1. A method (400) for dynamically switching graphics processing unit (GPU) workloads in GPU artificial intelligence (AI) cloud infrastructure (210), the method (400) comprising:

monitoring, by an orchestrator (202), the GPU AI cloud infrastructure (210) comprising one or more types of workloads (208), wherein the one or more types of workloads (208) indicate different use cases that require a computational tasks that are executed on the GPU AI cloud infrastructure (210);

receiving, by the orchestrator (202), one or more policy specifications from a one or more users (102), wherein the one or more policy specifications indicate a set of user-defined rules and configurations to manage the one or more types of workloads (208) to run on one or more GPU resources;

switching, by the orchestrator (202), the one or more types of workloads based on the received one or more policy specifications; and

modifying, by the orchestrator (202), the GPU AI cloud infrastructure (210) based on the switching of the one or more types of workloads (208), thereby dynamically managing the GPU workloads in the GPU AI cloud infrastructure (210).

2. The method (400) as claimed in claim 1, wherein the monitoring the GPU AI cloud infrastructure (210), comprises:

tracking performance metrics of the one or more types of workloads (208) in real-time.

3. The method (400) as claimed in claim 1, comprising:

reallocating one or more GPU resources between the one or more types of workloads (208) based on the policy specified by the one or more users (102).

4. The method (400) as claimed in claim 1, wherein the one or more policy specifications include one or more pre-defined parameters related to the one or more types of workloads (208).

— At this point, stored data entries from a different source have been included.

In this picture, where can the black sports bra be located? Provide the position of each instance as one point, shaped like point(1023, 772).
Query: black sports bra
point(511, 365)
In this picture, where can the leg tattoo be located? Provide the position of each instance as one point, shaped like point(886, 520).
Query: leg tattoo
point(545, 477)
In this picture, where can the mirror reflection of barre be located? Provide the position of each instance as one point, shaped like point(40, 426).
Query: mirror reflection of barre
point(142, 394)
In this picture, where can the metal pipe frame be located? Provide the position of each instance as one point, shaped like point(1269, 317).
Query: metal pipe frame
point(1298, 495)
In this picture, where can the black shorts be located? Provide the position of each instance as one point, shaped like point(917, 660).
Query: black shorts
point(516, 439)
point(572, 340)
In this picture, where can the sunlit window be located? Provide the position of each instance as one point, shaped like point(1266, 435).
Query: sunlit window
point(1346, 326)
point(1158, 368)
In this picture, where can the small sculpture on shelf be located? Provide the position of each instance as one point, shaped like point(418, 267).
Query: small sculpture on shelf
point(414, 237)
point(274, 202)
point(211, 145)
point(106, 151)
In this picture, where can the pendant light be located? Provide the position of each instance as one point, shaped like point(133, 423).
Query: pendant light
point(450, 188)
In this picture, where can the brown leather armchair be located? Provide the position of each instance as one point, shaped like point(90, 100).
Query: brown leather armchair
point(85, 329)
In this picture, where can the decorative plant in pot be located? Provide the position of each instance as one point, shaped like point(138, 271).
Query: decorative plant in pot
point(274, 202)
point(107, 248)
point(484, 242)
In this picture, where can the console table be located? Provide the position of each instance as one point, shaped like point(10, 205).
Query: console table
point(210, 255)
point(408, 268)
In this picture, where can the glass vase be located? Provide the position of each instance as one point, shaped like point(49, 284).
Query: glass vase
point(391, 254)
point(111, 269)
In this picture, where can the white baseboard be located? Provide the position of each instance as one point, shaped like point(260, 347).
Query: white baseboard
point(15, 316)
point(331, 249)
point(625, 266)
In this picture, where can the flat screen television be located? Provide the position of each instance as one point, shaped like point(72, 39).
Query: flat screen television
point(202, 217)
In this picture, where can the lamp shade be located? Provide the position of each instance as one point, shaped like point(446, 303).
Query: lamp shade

5. A system (108) for dynamically switching graphics processing unit (GPU) workloads in a GPU AI cloud infrastructure (210), the system (108) comprising:

a memory (304);

an orchestrator (202); and

at least one processor (302) in communication with the memory (304) and the orchestrator (202) is configured to:

monitor the GPU AI cloud infrastructure (210) comprising one or more types of workloads (208), wherein the one or more types of workloads (208) indicate different use cases that require computational tasks that are executed on the GPU AI cloud infrastructure (210);

receive one or more policy specifications from a one or more users (102), wherein the one or more policy specifications indicate a set of user-defined rules and configurations to manage the one or more types of workloads (208) to run on one or more GPU resources;

switch the one or more types of workloads (208) based on the received one or more policy specifications; and

modify the GPU AI cloud infrastructure (210) based on the switching of the one or more types of workloads (208), thereby dynamically managing the GPU workloads in the GPU AI cloud infrastructure (210).

6. The system (108) as claimed in claim 5, wherein the monitoring the GPU AI cloud infrastructure (210), the at least one processor (302) is configured to:

track performance metrics of the one or more types of workloads (208) in real-time.

7. The system (108) as claimed in claim 5, wherein the at least one processor (302) is configured to:

reallocate one or more GPU resources between the one or more types of workloads (208) based on the one or more policy specifications received from the one or more users (102).

8. The system (108) as claimed in claim 5, wherein the one or more policy specifications include one or more pre-defined parameters related to the one or more types of workloads (208).